Jornais radicais são estimados. Em 1905, dois jornais de oposição são empastelados, para ressurgirem depois ainda mais opositores: o Diário de Natal, de Elias Souto, e A Gazeta do Commercio, de Pedro Avelino.
A seguir passaram a circular três jornais grandes: A República (órgão oficial do Estado), A Imprensa (do coronel Francisco Cascudo) e o Diário de Natal (da Igreja Católica).
Anota Manuel Rodrigues de Melo:
“Além desses jornais, considerados os mais importantes da cidade, circulavam ainda: A Opinião, de Antônio Alves…”
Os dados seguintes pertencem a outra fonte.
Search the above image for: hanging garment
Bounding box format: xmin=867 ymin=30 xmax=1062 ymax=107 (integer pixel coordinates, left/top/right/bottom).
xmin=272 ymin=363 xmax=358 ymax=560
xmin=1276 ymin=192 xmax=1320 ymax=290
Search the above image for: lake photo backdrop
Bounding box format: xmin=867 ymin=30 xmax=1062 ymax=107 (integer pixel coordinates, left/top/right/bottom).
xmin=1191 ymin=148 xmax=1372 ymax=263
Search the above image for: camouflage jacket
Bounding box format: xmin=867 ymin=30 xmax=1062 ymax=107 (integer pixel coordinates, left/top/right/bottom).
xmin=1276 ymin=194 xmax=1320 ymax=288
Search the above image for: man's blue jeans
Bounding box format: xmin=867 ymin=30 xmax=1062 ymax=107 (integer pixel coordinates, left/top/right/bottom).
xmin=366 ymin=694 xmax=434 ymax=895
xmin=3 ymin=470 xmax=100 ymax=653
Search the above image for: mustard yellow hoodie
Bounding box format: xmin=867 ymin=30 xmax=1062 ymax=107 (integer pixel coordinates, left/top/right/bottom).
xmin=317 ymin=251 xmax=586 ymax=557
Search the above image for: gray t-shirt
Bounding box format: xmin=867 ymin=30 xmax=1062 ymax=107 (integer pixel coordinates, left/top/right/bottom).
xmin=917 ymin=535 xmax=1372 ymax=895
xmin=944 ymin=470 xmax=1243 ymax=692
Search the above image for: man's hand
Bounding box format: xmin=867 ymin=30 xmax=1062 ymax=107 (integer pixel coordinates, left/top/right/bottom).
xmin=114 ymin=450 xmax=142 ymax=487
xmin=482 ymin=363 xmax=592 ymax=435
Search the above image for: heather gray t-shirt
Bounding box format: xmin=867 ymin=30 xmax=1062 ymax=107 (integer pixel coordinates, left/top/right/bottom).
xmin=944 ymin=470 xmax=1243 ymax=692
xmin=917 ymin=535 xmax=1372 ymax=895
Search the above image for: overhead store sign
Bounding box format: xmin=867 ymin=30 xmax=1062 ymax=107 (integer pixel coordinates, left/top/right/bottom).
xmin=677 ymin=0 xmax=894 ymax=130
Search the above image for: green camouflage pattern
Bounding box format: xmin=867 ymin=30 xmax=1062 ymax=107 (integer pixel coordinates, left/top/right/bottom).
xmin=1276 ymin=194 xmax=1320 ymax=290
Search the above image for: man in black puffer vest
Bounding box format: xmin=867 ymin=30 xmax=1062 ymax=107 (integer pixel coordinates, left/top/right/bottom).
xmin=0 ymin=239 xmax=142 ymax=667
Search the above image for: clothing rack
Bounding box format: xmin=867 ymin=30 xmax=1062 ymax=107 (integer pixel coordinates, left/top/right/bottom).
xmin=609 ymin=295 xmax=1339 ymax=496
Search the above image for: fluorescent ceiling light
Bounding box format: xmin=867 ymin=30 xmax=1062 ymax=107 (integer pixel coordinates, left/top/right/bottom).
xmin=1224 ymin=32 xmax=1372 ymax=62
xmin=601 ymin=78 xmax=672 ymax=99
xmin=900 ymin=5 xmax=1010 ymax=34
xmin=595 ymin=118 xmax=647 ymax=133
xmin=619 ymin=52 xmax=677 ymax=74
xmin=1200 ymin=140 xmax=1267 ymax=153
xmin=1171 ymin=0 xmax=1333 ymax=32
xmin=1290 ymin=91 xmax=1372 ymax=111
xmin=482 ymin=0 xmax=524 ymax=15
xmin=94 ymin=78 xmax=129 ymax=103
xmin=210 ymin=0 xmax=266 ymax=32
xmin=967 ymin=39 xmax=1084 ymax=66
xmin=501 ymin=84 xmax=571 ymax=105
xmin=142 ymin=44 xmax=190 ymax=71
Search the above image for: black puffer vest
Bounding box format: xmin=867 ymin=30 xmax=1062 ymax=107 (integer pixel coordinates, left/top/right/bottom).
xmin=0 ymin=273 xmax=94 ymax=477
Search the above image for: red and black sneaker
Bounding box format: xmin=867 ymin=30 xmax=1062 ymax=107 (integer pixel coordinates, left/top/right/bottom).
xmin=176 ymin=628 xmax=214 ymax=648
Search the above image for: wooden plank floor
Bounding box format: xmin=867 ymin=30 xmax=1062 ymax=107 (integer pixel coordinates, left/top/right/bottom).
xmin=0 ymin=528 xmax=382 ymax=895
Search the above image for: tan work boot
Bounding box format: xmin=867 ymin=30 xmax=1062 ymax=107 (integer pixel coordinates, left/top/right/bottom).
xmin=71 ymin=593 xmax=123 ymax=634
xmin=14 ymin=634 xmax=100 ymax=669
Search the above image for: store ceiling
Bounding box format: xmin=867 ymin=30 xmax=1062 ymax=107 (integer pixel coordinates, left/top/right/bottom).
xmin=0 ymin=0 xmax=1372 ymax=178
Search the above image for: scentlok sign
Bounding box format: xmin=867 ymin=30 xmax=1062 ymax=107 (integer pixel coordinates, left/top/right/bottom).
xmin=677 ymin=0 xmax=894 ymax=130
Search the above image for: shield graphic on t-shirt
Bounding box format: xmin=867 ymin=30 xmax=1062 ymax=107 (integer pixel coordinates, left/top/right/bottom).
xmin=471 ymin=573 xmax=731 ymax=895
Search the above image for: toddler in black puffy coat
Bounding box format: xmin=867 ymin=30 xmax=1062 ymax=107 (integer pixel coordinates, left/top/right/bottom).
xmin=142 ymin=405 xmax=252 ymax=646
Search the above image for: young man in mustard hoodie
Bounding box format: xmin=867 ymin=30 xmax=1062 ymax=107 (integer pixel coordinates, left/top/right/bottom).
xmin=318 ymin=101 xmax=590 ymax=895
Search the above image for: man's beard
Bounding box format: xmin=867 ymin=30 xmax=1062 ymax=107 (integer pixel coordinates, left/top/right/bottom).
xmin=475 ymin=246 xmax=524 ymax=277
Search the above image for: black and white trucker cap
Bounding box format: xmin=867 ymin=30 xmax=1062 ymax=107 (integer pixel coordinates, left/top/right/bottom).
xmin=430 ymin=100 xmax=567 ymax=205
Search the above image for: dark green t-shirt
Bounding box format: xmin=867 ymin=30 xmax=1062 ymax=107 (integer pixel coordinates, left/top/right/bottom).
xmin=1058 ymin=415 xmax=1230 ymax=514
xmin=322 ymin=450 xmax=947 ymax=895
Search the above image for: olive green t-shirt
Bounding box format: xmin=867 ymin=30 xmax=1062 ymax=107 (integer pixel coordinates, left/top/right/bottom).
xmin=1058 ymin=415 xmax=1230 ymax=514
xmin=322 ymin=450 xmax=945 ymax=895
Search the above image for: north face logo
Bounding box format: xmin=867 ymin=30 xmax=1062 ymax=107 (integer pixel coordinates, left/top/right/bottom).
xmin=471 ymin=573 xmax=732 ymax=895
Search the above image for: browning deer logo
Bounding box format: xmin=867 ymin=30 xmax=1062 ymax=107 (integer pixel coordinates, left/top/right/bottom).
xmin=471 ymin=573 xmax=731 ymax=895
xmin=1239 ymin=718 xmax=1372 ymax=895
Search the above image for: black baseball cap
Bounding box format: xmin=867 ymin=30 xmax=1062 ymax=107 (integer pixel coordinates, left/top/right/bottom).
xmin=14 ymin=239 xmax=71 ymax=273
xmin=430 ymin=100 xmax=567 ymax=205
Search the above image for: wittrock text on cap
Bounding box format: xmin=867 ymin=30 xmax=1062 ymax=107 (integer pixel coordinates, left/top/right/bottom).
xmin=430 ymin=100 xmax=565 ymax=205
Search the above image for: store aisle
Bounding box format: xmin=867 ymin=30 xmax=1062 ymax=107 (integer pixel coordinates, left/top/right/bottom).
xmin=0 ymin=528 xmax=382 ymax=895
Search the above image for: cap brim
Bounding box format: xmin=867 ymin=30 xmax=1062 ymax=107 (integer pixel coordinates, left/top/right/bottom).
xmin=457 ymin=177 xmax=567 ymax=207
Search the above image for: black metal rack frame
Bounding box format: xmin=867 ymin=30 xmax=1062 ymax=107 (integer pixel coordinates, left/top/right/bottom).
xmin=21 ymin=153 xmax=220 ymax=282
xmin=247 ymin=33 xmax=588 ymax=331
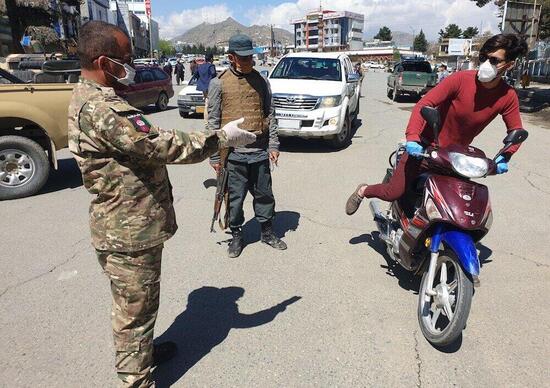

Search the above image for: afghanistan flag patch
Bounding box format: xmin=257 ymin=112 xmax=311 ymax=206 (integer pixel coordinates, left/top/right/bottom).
xmin=126 ymin=114 xmax=151 ymax=133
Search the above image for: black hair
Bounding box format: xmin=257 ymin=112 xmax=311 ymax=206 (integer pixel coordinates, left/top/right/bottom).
xmin=78 ymin=20 xmax=128 ymax=69
xmin=479 ymin=34 xmax=527 ymax=61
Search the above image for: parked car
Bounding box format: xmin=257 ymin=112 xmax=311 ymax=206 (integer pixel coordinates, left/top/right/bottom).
xmin=268 ymin=52 xmax=361 ymax=148
xmin=119 ymin=66 xmax=174 ymax=111
xmin=0 ymin=69 xmax=74 ymax=200
xmin=387 ymin=59 xmax=437 ymax=101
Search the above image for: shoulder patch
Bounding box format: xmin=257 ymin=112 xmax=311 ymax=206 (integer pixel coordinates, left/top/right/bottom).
xmin=126 ymin=113 xmax=151 ymax=133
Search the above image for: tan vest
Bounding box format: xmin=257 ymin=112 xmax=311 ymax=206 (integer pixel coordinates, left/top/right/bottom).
xmin=220 ymin=70 xmax=269 ymax=137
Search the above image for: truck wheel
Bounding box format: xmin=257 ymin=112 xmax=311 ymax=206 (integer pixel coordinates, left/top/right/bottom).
xmin=0 ymin=136 xmax=50 ymax=200
xmin=330 ymin=112 xmax=353 ymax=150
xmin=156 ymin=92 xmax=168 ymax=111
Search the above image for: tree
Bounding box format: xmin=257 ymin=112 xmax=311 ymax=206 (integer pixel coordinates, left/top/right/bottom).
xmin=159 ymin=39 xmax=176 ymax=57
xmin=413 ymin=30 xmax=428 ymax=53
xmin=439 ymin=24 xmax=462 ymax=42
xmin=462 ymin=27 xmax=479 ymax=39
xmin=374 ymin=26 xmax=392 ymax=41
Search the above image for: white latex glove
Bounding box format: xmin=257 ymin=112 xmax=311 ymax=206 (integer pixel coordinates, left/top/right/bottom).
xmin=221 ymin=117 xmax=256 ymax=148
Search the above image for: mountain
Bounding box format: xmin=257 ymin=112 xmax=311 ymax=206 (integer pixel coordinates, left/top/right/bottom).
xmin=172 ymin=18 xmax=294 ymax=47
xmin=392 ymin=31 xmax=420 ymax=47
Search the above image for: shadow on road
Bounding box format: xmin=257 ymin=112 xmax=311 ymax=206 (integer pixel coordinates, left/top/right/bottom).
xmin=36 ymin=158 xmax=82 ymax=195
xmin=243 ymin=211 xmax=300 ymax=245
xmin=349 ymin=232 xmax=421 ymax=294
xmin=153 ymin=287 xmax=301 ymax=387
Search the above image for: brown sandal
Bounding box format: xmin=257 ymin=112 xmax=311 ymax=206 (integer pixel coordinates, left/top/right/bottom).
xmin=346 ymin=183 xmax=367 ymax=216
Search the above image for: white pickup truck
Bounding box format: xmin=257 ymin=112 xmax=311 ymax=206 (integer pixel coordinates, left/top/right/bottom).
xmin=269 ymin=52 xmax=361 ymax=148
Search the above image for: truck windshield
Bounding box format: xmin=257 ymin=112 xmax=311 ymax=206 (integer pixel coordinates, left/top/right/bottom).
xmin=270 ymin=58 xmax=342 ymax=81
xmin=403 ymin=62 xmax=432 ymax=73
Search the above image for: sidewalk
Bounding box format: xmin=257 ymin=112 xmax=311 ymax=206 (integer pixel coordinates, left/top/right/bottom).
xmin=516 ymin=82 xmax=550 ymax=113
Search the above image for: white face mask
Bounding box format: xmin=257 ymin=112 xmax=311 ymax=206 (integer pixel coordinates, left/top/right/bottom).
xmin=106 ymin=57 xmax=136 ymax=86
xmin=477 ymin=60 xmax=498 ymax=82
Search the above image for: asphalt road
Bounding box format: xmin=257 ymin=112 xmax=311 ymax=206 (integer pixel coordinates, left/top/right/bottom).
xmin=0 ymin=73 xmax=550 ymax=387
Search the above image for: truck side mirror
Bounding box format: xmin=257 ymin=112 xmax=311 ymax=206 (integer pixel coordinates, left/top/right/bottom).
xmin=420 ymin=106 xmax=441 ymax=144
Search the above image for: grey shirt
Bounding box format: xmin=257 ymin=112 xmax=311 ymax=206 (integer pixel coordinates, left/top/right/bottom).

A Palavra, da Congregação Mariana de Moços; Fé e Luz, do Padre João da Mata Paiva; Jornal da Noite, de Cussy Júnior, A Notícia, de Anfilóquio Câmara; Terra Natal, de Pedro Lopes Júnior; O Imparcial, de Joaquim de Fontes Galvão; Letras Novas, de Manuel Onofre de Andrade; Cigarra, de Aderbal de França; O Estado, de Pedro Militão, além de outros de esporádica aparição, que matinham o clima de pilhéria, do riso, da zombaria, do bom humor, em versalhada e prosa da mais dissolvida liberdade.”
Os velhos periódicos desapareceram, mas a memória popular retém os versinhos:
Rio Grande do Norte
Capital Natal,
Em cada rua um poeta,
Em cada beco um jornal.
Para não desmentir o verso, Natal é a cidade dos muitos jornais impressos e incontáveis eletrônicos.
Com informações livro: Natal. Uma nova biografia. Diógenes da Cunha Lima.